7. Frosted Lime-Walnut Salad
You could expect a desert with lime and walnuts, but this is more like a special dish that you can’t categorize. Although, it’s supposed to be a salad. The pineapple, cottage cheese, lime Jell-O, celery, pimiento, and walnuts mixed together are creating a sweet taste. All in one, it tasted like a less sour key lime pie. Miraculously, not all vintage foods are bad!
8. Hot Dr. Pepper
“Hey, guys, let’s think of a new way to introduce Dr. Pepper to the masses for the holidays! Okay, so we’re all agreed to tell people to heat it in a pan? That’s brilliant!”
No, no, no, no, no, no, no, a thousand times no.
9. Pineapple Upside-Down Cake
And now we come to the only good recipe on this list, and probably the only one that has stood the test of time. His name is weird and he looks incredibly weird, but there are no weird ingredients in it! It’s just an ordinary cake! (Or, in a way.)
10. Spam ‘N’ Limas
No! Spam is disgusting! Lima beans are disgusting! Who thought these two things would be good together? This is a crime against humanity!
11. Party Potato Salad
The 1950s even had to go ahead and ruin a perfectly delicious food like potato salad! And putting it in a loaf of bread certainly doesn’t help here! As a general rule, you should never be able to slice your potato salad.
12. Super Supper Salad Loaf
I could barely get past the absurdity of the name of this thing, but the recipe is even worse: a one-and-a-half pound tube of bologna, a pack of mayonnaise and… a drum roll, please… some gelatin! Because, as we have established so far, the 1950s would not have been complete without the gluten-free use of gelatin.
13. Hot Dog Fondue
Who knew hot dogs could be so customizable?
14. Frozen Cheese Salad
Yep, it looks like a salad, don’t you think?
15. Perfection Salad
They play fast and loose with the terms “perfection” and “salad”, really.
16. Simple Supper Mould
A good dinner, trapped forever in a jelly prison. You even have the recipe if you ever want to try it.
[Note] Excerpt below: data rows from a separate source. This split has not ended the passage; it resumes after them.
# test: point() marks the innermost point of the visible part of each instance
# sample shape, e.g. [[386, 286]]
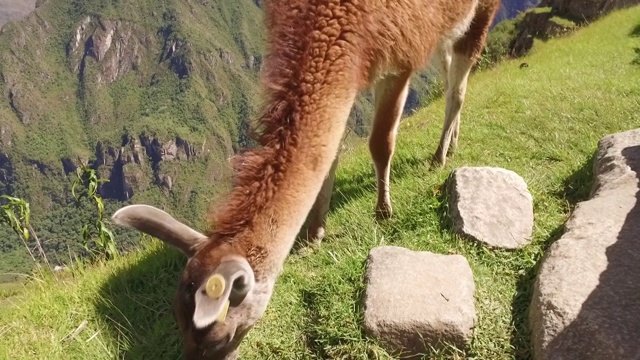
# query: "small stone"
[[417, 299], [491, 205], [586, 298]]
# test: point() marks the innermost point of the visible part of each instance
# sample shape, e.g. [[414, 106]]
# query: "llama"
[[321, 54]]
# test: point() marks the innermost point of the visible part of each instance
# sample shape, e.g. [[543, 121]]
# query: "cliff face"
[[153, 95]]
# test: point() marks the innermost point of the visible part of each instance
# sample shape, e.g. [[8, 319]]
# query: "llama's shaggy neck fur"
[[309, 82]]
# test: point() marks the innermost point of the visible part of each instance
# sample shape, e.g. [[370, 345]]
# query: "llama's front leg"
[[320, 209], [455, 93], [390, 96]]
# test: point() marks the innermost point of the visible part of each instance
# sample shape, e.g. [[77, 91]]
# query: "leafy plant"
[[16, 213], [97, 232]]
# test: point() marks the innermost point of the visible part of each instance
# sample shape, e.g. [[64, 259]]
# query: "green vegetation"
[[543, 122], [97, 233]]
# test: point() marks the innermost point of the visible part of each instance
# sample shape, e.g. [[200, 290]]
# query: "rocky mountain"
[[155, 96]]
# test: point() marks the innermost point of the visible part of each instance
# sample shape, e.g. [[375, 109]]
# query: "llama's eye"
[[189, 289]]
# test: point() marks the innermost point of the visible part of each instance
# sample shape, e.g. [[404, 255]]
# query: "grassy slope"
[[543, 122]]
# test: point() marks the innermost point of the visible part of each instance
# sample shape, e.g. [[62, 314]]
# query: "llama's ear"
[[228, 285], [161, 225]]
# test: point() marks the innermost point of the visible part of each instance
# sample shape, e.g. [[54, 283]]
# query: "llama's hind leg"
[[455, 93], [466, 51], [320, 209], [390, 96]]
We wouldn’t really understand why, but it’s your choice.
17. Frosted Ribbon Loaf
I don’t care if the icing is cream cheese-based, it still doesn’t belong near “pretty layers of ham and egg stuffing.”
18. Ham and Pepper Stuffed Apples
Why would you stuff apples with anything, anyway?
19. Lobster Relish
A lobster has never looked so unattractive to me.
20. Kind of a stew
Why have separate foods on your plate when you can spend hours creating a beautiful, wobbly stew loaf?
21. Shrimp Sandwich Roll
Take something that probably tastes pretty decent and make it look like a vomit log. Just eating shrimps is quite boring, I guess.
22. Sexy-looking banana candles
Perfect for your friend’s birthday!
23. Baked Stuffed Salmon
And this is how you slaughter a salmon dish.
24. Jellied Tomato Refreshers
A mix of gelatin and tomato with garlic, tabasco and Worcestershire sauce. People compare this recipe as a perfect fail of a Bloody Mary.
25. Glazed Potato Salad
Potato Salad with a gelatin and mayo glaze. Don’t even waste your time preparing this one to taste it. Simple grab a spoon and your favourite mayonnaise. It will taste the same!